И действительно, он получил ее согласие без лишнего кокетства. Быть написанной самим Серовым в то время означало быть отмеченным знаком высшего света.
Впервые он принялся за работу с таким необычным для себя воодушевлением. Бесстыдство Иды художник заметил сразу и решил не скрывать эту черту ее характера в своих эскизах, но только в эскизах, доступных исключительно ему и никому более. А зритель должен был видеть только ее идеально ровную спину. Художник анатомически верно передал характер телосложения танцовщицы и остался этим очень доволен. Закончив писать портрет, Серов понял, что сотворил нечто гениальное без каких-либо прикрас. Просто чудо и все. И для этого не потребовалось ста сеансов, как было с Орловой, – всего-то несколько месяцев.

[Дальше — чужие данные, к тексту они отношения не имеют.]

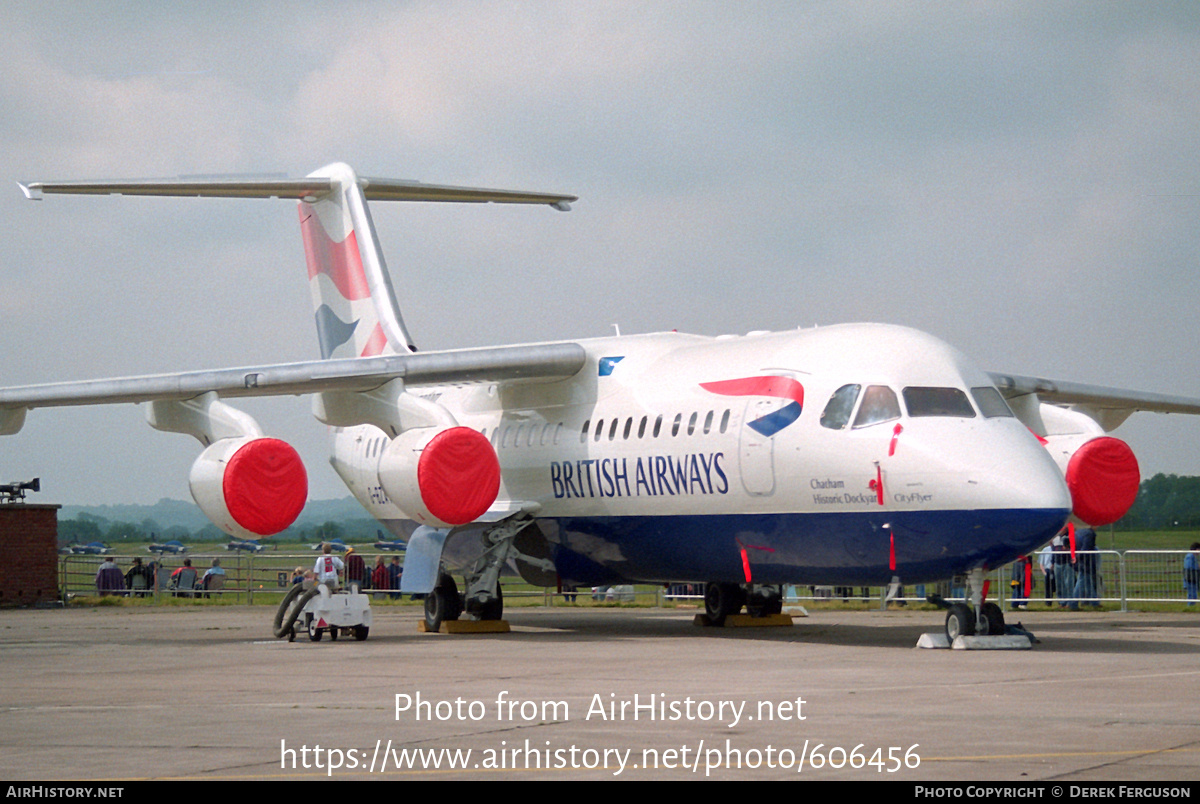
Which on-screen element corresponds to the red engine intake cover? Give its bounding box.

– И как иначе. Это же такое создание! – повторял он неоднократно своим друзьям.
На следующий год в Риме на международной художественной выставке Серов представил две свои картины, точнее два портрета – Орловой и Рубинштейн – написанных в один год. Слово «картина» он не уважал. Парадный портрет Орловой по признанию всех был выполнен автором прекрасно, да и кто бы посмел поставить творчество портретиста под сомнение, а вот Иды… Учитель Серова Репин присутствовал на выставке лично и был просто раздосадован увиденным. В момент созерцания шедевра ему даже показалось, что на голову рухнул потолок павильона, а язык присох к гортани. Придя в себя, великий мастер изобразительного искусства Илья Ефимович спросил своего ученика: «А это чья работа, Антон?…»Дальше у Репина в его записях следует несколько строк без слов, одни многоточия. Старик, видно, крепко умел ругаться. Когда он все-таки обрел дар членораздельной речи, последовали реплики: «Гальванизированный труп? Какая скверная линия спины… И колорит: серый, мертвый…труп…» Репин, к сожалению, не смог увидеть ожившую на полотне призрачную мечту своего великого ученика, который сумел, по признанию многих, отказавшись от арсенала своей сложной техники, создать совершенно небывалый доселе шедевр.